# Free cur/feist hybirds--Dog gone dogs all gone



## R G (Nov 10, 2010)

I have to get rid of three of my cur/feist hybrids due to some unforeseen circumstances.  They are one year old a ready to start treeing.  The father is a Ladner Blackmouth Cur (pictured in avatar) and the mother is a Cauley Feist.  PM if you are intrested.


----------



## conejero (Nov 10, 2010)

What size are they? Free? Kennel manners?


----------



## bullfrog (Nov 11, 2010)

what size? manners? do you have any pics of them very interested


----------



## R G (Nov 14, 2010)

They are 30- 40 lbs, I am not sure what you mean about manners, I had pictures of them last year but no recent ones.


----------



## wranglerjoe1968 (Nov 14, 2010)

Squirrel dogs??


----------



## R G (Nov 15, 2010)

Yup.


----------



## R G (Dec 8, 2010)

At least two of the dogs are still available.


----------



## applejuice (Dec 8, 2010)

can you snap a few pics? Prob would help


----------



## theflyingquail (Dec 9, 2010)

have you got any pups left might be interested my phone no is           770 869 7128 ask for ricky


----------



## R G (Dec 10, 2010)

*Pictures added*

Pictures


----------



## manok (Dec 10, 2010)

What sex are the one's that you have left ?


----------



## R G (Dec 11, 2010)

Male and female.


----------



## gsu51 (Dec 14, 2010)

Are you getting rid of your kennels as well?


----------



## R G (Dec 14, 2010)

gsu51 said:


> Are you getting rid of your kennels as well?



Nope.


----------



## R G (Dec 21, 2010)

1 male still available.


----------



## sticknstring (Dec 22, 2010)

Interested in puppy. Give me a call please. 478-414-8493
Thanks


----------



## crow_zach (Dec 23, 2010)

*dogs*

pm sent call me 678-858-0755 want one if any left


----------



## jones.hunter (Dec 23, 2010)

I got two of his females.
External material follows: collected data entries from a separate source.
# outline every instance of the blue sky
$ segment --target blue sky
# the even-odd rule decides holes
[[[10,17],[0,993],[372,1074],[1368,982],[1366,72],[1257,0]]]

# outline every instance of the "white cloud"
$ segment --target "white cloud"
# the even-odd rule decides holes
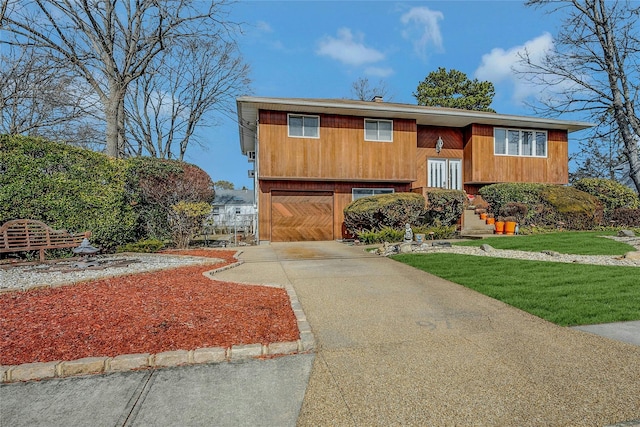
[[[256,28],[261,33],[273,33],[273,28],[271,28],[271,25],[269,25],[269,23],[265,21],[258,21],[256,23]]]
[[[323,38],[316,53],[328,56],[347,65],[363,65],[382,61],[384,54],[376,49],[364,45],[364,35],[356,37],[349,28],[338,30],[338,37],[327,36]]]
[[[365,68],[364,73],[368,76],[385,78],[392,75],[394,71],[391,67],[367,67]]]
[[[413,48],[421,58],[427,54],[427,47],[433,45],[442,51],[442,34],[439,21],[444,14],[428,7],[414,7],[402,15],[400,22],[405,26],[402,36],[413,41]]]
[[[544,33],[521,46],[515,46],[507,50],[495,48],[491,52],[482,55],[482,63],[474,75],[479,80],[488,80],[494,84],[503,81],[512,84],[514,88],[513,98],[520,102],[540,92],[539,86],[527,82],[522,76],[518,75],[518,70],[524,70],[520,62],[522,55],[526,53],[532,62],[538,63],[553,50],[553,38],[549,33]]]

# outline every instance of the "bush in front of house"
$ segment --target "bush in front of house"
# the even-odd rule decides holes
[[[135,240],[124,163],[40,138],[0,135],[0,224],[21,218],[91,231],[92,244],[106,250]]]
[[[353,235],[384,227],[404,229],[424,222],[425,200],[416,193],[378,194],[354,200],[344,209],[344,224]]]
[[[462,190],[429,189],[426,195],[426,224],[453,225],[462,216],[469,203]]]
[[[360,231],[356,233],[356,237],[361,243],[396,243],[404,240],[405,229],[383,227],[381,230],[374,231]],[[433,234],[430,234],[433,233]],[[416,234],[424,234],[425,241],[428,242],[431,238],[434,240],[440,239],[452,239],[456,235],[455,225],[440,225],[440,226],[417,226],[413,227],[413,236],[415,239]]]
[[[614,210],[620,208],[640,208],[638,194],[617,181],[604,178],[583,178],[573,183],[573,187],[589,193],[602,202],[605,221],[611,220]]]
[[[640,209],[617,208],[609,215],[614,226],[640,227]]]
[[[540,192],[546,211],[537,215],[537,223],[557,225],[569,230],[591,230],[602,224],[602,203],[589,193],[573,187],[548,185]]]
[[[588,230],[602,224],[602,204],[573,187],[504,183],[480,189],[493,212],[516,216],[521,225]]]
[[[118,252],[155,253],[164,248],[164,242],[158,239],[143,239],[118,247]]]
[[[479,191],[482,199],[489,204],[490,211],[500,215],[500,211],[507,203],[523,203],[528,211],[539,205],[540,191],[545,184],[529,183],[501,183],[482,187]]]

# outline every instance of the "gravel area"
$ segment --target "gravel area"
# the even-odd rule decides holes
[[[619,242],[627,243],[637,250],[640,250],[640,238],[638,237],[615,237],[604,236]],[[475,255],[495,258],[514,258],[524,259],[531,261],[549,261],[549,262],[564,262],[575,264],[594,264],[594,265],[612,265],[612,266],[627,266],[627,267],[640,267],[640,259],[628,259],[624,256],[611,256],[611,255],[568,255],[560,254],[553,251],[541,251],[541,252],[527,252],[527,251],[515,251],[505,249],[490,248],[483,250],[474,246],[431,246],[425,243],[421,246],[413,249],[414,253],[454,253],[461,255]]]
[[[114,265],[103,269],[83,269],[74,268],[73,264],[77,263],[77,260],[61,260],[55,264],[0,266],[2,267],[0,268],[0,292],[16,289],[25,290],[34,287],[60,286],[103,277],[166,270],[188,265],[216,264],[221,261],[217,258],[139,253],[100,255],[96,259],[102,266],[105,264]],[[118,264],[125,263],[128,263],[128,265],[118,266]]]

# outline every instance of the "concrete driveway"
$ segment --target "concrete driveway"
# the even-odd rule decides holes
[[[337,242],[273,243],[242,258],[220,278],[291,283],[315,334],[300,426],[640,419],[640,347]]]

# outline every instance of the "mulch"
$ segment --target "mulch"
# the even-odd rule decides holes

They hunt hard and are medium range. Already been on a hog withem.


----------



## Browningabolt (Dec 29, 2010)

*Deffinately interested.*

Give me a call if you still have the male or if you plan on breeding this cross again. 706~244~2396 thanks.


----------



## jones.hunter (Dec 29, 2010)

I got the two females on the right in the kennel. Here they are with their first boar.


----------